Although many of the train stations in Beverly–Morgan Park are surrounded by small-scale commercial districts, very few commercial buildings are at 115th Street. Just across the tracks from the station, at the northeast corner of 115th Street and Hale, is a Two Part Commercial Block at 1952–54 West 115th Street. Built in 1928–29 for owners Viking and Lindholm, it was designed by architect Roy Walter Stott.[iv] This yellow brick corner building built with storefronts and apartments above hints at Italian Renaissance Revival in its ornamental detailing. Like other railroad station storefront buildings, the Viking and Lindholm Stores once housed locally owned businesses that served commuters who used the station at 115th Street. At one time, businesses here included a delicatessen and a Service Drug Store. Two other brick commercial buildings representing early- to mid-twentieth-century businesses at the tracks include a One Part Commercial Block at 2010–12 West 115th Street and a Two Part Commercial Block at 1920 West 115th Street, neither of which is now used for retailing.
The tradition of landscaped open space around passenger stations continued at 115th Street, but many decades after the Village of Morgan Park was annexed to Chicago. The Chicago Park District established Blackwelder Park in 1974, creating another town common across from the depot.
[i] Twelfth Annual Report of the Directors to the Stockholders of the Chicago, Rock Island and Pacific Railway Company. April 1, 1892, p. 10. Also “Substantial Improvements at Morgan Park.” The Economist. November 7, 1891, p. 780.

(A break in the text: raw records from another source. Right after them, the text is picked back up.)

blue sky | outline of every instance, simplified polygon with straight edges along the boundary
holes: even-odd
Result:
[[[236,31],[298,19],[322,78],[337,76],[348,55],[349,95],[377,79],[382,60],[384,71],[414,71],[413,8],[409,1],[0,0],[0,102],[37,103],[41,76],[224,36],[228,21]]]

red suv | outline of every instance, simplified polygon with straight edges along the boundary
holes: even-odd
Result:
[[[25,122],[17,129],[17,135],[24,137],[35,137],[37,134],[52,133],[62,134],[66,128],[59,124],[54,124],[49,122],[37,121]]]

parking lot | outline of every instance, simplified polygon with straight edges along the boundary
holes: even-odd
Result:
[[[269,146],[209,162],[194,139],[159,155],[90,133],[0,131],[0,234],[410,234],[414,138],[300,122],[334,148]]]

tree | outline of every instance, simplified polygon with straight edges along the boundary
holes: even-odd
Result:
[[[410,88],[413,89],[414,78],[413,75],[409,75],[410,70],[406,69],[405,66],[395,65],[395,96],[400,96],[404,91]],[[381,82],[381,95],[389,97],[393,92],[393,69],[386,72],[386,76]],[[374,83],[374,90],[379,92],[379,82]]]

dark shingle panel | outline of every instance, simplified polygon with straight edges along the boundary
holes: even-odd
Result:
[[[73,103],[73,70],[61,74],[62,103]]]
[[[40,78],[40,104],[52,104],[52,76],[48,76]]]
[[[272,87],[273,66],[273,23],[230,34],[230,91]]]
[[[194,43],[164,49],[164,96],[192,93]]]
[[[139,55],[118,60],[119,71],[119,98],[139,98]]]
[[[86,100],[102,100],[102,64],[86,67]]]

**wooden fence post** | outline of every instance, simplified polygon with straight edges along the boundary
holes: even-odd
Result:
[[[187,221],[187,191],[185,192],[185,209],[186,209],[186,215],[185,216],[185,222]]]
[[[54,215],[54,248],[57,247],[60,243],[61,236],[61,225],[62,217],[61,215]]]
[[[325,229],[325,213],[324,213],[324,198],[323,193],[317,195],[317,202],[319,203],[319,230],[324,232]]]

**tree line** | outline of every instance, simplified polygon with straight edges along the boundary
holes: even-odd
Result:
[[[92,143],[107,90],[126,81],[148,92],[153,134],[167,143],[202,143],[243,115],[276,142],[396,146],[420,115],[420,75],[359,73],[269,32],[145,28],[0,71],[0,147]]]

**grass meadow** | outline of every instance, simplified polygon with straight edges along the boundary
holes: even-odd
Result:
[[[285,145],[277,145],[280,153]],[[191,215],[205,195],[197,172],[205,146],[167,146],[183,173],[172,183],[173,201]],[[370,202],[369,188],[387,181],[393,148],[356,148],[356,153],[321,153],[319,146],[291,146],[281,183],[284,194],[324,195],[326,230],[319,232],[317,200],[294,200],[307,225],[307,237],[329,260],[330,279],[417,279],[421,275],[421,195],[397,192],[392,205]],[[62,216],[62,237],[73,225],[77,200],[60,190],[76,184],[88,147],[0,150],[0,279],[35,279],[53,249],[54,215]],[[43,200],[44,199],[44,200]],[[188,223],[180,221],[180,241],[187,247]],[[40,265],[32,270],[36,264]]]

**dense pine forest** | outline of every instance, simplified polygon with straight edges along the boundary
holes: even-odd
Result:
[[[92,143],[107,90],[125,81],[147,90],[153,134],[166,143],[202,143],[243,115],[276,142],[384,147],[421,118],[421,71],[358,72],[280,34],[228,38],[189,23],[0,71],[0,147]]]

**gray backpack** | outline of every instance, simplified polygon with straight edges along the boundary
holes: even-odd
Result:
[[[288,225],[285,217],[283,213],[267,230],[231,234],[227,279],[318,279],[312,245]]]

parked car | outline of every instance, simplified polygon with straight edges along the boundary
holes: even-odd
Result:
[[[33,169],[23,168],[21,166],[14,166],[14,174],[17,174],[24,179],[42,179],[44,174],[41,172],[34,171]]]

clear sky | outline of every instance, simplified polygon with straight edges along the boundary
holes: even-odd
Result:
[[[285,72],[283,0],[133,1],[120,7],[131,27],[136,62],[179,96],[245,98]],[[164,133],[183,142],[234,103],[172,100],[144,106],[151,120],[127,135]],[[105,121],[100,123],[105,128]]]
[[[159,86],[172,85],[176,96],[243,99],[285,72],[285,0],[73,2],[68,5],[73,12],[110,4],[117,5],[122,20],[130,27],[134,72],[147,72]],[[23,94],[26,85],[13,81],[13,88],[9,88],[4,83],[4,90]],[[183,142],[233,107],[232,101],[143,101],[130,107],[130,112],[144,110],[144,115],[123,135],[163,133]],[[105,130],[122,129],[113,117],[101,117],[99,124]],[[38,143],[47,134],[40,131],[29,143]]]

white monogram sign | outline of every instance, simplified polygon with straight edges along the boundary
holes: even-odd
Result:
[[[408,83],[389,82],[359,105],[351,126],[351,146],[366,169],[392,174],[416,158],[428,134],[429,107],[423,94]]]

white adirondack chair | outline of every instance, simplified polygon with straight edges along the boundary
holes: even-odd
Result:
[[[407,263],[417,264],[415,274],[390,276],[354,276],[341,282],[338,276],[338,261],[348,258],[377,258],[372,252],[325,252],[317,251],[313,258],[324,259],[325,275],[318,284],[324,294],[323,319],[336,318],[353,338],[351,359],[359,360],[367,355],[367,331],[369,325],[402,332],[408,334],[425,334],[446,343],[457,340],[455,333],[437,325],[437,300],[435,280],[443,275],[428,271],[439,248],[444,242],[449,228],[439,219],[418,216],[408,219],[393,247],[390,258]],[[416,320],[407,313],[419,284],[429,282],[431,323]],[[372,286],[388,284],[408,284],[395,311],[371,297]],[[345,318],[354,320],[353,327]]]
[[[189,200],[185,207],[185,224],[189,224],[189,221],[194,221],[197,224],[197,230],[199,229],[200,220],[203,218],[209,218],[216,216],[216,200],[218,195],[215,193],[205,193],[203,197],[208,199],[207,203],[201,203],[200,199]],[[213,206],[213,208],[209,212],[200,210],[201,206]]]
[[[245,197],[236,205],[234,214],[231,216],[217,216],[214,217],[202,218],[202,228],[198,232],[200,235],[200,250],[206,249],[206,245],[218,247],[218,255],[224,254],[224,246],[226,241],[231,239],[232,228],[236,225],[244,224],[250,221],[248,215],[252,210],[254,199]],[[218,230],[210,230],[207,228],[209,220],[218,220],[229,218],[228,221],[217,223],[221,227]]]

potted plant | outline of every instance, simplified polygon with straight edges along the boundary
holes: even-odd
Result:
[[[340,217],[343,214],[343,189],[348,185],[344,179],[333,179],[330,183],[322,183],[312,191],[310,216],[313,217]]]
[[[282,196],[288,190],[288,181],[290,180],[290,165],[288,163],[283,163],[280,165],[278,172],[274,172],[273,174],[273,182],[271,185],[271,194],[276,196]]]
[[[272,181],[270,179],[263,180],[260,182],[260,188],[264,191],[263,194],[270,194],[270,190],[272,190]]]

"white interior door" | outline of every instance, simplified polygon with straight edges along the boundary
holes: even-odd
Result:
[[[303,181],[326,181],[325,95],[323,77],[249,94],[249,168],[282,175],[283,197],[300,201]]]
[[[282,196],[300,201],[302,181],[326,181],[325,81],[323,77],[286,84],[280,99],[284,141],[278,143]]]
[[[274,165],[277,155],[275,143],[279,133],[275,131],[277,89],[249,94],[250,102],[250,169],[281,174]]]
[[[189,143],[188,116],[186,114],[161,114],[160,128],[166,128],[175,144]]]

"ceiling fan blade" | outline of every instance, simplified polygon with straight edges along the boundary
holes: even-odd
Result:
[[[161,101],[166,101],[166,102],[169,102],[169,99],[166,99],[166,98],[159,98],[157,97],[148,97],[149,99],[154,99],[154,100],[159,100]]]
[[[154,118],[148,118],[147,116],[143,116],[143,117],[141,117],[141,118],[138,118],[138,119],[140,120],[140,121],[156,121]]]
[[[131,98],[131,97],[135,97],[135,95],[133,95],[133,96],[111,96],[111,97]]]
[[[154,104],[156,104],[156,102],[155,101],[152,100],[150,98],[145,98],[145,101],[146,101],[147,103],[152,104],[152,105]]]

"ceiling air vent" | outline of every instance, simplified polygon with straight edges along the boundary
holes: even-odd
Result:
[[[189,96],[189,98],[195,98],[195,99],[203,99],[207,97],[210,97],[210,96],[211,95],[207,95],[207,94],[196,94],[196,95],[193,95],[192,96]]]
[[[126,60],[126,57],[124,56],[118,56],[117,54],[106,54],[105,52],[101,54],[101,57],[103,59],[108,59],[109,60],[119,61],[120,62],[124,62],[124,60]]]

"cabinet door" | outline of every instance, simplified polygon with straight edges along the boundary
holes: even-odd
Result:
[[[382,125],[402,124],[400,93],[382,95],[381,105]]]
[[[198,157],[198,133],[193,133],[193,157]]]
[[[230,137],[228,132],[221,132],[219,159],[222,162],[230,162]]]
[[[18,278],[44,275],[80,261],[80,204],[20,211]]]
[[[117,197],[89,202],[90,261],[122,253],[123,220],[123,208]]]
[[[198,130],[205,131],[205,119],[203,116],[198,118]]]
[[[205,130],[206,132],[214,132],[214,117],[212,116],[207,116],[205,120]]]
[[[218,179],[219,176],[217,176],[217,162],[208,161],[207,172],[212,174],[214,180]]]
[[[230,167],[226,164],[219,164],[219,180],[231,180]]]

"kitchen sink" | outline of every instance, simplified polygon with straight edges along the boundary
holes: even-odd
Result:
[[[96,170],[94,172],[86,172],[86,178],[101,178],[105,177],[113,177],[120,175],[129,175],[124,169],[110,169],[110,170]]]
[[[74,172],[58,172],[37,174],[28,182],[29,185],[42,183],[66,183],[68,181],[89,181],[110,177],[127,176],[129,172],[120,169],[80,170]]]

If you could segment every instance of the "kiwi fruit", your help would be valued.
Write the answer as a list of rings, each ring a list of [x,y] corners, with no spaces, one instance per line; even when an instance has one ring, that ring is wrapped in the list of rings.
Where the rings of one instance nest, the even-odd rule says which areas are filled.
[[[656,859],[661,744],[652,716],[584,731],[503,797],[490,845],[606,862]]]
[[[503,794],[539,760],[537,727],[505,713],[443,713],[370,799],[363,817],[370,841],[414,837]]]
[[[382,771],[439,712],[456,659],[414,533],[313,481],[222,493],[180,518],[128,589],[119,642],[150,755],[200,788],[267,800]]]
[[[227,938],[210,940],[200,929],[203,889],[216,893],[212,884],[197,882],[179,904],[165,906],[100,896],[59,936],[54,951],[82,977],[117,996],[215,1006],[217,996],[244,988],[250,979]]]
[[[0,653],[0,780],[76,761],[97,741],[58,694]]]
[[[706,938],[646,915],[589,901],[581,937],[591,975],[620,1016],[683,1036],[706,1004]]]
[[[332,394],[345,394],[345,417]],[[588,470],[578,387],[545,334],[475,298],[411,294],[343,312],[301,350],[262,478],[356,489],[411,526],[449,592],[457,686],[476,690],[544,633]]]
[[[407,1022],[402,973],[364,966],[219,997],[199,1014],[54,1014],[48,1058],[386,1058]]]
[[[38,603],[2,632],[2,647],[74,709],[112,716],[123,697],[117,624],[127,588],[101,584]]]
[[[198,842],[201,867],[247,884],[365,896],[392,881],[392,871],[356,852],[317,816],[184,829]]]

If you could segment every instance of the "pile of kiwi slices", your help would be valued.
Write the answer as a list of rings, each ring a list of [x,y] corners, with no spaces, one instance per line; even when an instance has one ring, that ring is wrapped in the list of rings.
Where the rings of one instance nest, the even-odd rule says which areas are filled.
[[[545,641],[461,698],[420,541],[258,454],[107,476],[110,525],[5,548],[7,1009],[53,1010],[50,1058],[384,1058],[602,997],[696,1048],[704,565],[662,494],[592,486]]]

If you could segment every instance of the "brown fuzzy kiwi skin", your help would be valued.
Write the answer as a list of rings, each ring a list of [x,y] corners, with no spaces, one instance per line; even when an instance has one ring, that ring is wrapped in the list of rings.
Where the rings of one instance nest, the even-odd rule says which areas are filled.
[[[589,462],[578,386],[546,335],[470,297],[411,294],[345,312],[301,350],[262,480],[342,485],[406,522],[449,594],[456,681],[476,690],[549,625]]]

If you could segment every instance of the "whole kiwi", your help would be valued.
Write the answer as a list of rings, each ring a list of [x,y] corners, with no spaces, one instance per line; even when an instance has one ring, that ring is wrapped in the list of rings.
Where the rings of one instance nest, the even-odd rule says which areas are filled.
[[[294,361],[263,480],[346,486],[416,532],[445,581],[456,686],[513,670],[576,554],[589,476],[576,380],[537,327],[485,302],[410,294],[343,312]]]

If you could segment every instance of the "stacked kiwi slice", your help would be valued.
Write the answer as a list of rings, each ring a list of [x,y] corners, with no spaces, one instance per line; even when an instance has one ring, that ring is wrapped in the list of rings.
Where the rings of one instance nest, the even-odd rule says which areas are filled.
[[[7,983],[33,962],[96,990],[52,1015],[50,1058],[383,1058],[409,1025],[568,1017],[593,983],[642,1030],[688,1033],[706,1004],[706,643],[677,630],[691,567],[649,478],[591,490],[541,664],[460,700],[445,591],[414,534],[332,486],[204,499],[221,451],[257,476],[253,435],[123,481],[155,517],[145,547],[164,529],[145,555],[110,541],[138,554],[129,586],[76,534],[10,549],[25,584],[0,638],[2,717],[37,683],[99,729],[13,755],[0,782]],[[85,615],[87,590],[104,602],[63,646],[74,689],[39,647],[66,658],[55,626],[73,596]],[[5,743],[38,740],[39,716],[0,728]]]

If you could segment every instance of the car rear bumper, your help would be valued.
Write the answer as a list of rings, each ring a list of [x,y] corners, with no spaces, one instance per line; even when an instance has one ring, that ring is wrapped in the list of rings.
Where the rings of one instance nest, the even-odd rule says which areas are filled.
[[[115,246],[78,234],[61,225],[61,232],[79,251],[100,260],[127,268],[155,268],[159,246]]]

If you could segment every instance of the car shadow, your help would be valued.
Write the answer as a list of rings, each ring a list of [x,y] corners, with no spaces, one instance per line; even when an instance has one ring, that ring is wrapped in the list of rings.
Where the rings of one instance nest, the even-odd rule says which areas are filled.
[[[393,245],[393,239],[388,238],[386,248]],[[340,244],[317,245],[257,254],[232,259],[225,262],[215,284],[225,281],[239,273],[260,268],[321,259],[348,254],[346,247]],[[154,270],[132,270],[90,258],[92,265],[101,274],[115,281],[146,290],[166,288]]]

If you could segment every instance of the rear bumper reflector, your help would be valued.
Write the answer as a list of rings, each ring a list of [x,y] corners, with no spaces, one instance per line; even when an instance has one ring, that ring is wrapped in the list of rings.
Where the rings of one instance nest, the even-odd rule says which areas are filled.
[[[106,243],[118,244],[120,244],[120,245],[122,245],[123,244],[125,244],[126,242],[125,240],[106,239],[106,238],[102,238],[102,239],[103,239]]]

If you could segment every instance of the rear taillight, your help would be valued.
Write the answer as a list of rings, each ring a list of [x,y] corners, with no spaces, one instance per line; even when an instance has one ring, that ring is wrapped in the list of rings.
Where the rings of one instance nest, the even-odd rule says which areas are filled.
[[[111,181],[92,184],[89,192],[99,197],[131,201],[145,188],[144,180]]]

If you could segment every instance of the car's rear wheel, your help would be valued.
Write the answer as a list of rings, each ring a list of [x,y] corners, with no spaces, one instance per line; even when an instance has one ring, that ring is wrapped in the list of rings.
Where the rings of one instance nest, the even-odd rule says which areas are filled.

[ii] Herriott, David. “Reminiscences of Early Days in Morgan Park and The Ridge: Paper No. 27.” The Beverly Review. December 7, 1939. Bob White Files AB-16, Collections of the Ridge Historical Society, Chicago.
[iii] Ibid.
[iv] City of Chicago Ancient Building Permit No. 28836, October 8, 1928, Ledger Book South 45, p. 380. Two-story brick store, apartments and garage, 35x62x30 and 20x20x12, Cost $20,000.